Le procès du journaliste Chahana Takiou, directeur de publication du journal Le 22 Septembre, a comparu ce lundi 27 juillet devant le Pôle national de lutte contre la cybercriminalité. À l’issue de l’audience, le ministère public a requis une peine d’un an d’emprisonnement, dont 6 mois assortis du sursis, contre le prévenu et le paiement de 2 millions d’amende pour les préjudices subis. Le jugement du tribunal est attendu le lundi 3 août.
Le journaliste, Chahana Takiou, placé sous mandat depuis plus de deux mois, était à la barre devant le Pôle national de lutte contre la cybercriminalité. Il est inculpé pour « atteinte au crédit de l’État à travers l’institution judiciaire». Lors de son audience de ce lundi, le parquet a requis une peine d’un an, dont 6 mois de sursis, et le paiement de deux millions de FCFA pour les préjudices subis. Son sort est cependant fixé au 3 août, date à laquelle le tribunal donnera son jugement.

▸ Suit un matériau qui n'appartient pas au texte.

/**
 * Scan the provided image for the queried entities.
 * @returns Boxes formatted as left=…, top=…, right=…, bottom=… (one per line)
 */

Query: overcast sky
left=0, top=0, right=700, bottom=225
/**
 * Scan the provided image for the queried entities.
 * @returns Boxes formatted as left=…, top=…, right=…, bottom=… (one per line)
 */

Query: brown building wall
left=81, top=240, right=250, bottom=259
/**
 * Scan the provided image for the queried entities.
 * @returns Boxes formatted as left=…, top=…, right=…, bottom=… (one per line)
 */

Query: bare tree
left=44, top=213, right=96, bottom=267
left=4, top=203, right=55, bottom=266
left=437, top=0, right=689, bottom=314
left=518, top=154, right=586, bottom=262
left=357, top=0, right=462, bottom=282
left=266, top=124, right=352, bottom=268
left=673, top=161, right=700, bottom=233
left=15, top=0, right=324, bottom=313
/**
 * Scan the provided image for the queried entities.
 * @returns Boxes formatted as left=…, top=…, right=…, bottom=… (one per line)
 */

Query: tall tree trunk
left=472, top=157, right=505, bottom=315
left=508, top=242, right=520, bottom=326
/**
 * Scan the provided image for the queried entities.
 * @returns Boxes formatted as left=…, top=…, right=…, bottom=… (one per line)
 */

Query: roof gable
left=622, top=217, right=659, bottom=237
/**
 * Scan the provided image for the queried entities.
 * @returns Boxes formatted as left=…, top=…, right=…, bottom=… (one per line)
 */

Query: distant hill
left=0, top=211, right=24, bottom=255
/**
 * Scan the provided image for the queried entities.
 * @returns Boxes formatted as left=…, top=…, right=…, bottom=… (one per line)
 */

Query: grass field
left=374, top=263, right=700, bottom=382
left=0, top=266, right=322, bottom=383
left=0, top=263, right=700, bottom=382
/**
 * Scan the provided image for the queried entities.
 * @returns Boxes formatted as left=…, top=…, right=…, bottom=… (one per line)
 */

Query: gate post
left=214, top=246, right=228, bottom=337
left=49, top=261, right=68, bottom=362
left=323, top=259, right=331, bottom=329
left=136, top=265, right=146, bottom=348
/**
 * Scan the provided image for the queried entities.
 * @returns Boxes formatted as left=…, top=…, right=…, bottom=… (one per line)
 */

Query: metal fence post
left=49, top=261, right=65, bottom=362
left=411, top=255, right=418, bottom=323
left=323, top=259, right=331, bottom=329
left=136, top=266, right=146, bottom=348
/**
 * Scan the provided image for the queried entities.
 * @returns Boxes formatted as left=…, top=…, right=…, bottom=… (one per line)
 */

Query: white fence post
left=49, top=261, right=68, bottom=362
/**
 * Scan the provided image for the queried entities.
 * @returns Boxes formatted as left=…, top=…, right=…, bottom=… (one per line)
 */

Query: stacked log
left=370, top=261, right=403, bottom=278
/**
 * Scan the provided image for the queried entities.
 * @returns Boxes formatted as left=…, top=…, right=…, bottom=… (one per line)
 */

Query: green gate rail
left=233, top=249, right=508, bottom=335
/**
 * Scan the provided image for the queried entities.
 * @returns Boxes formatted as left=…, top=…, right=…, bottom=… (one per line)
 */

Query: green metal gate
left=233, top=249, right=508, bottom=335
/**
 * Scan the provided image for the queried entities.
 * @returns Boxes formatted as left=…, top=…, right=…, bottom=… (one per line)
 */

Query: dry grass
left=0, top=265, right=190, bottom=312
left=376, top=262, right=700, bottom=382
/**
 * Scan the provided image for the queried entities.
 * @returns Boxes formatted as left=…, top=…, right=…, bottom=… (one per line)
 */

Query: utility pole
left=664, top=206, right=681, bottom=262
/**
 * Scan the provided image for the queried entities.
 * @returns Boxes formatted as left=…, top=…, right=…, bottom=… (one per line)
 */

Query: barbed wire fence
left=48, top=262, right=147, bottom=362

Cette audience au fond intervient après plusieurs semaines de procédure judiciaire. Placé sous mandat de dépôt le 8 juin 2026. Les poursuites font suite à des propos qui lui sont reprochés lors des travaux du Forum panafricain des médias (FOPAME), organisé à Bamako du 3 au 6 juin.
L’affaire est suivie de près par les organisations professionnelles de la presse, qui avaient vivement réagi dès l’arrestation du directeur de publication du 22 Septembre. La Maison de la Presse avait notamment exprimé sa « profonde préoccupation » et estimé que cette procédure constituait un signal préoccupant pour la liberté de la presse au Mali, tout en appelant au respect des garanties judiciaires.
Avant cette audience au fond, les conseils de Chahana Takiou avaient sollicité une mise en liberté provisoire pour raisons de santé, faisant valoir la nécessité d’un suivi médical à Rabat après une intervention chirurgicale réalisée en 2023. Le parquet s’était opposé à cette requête, et le tribunal avait finalement décidé de maintenir le journaliste en détention provisoire tout en renvoyant l’examen du fond au 27 juillet.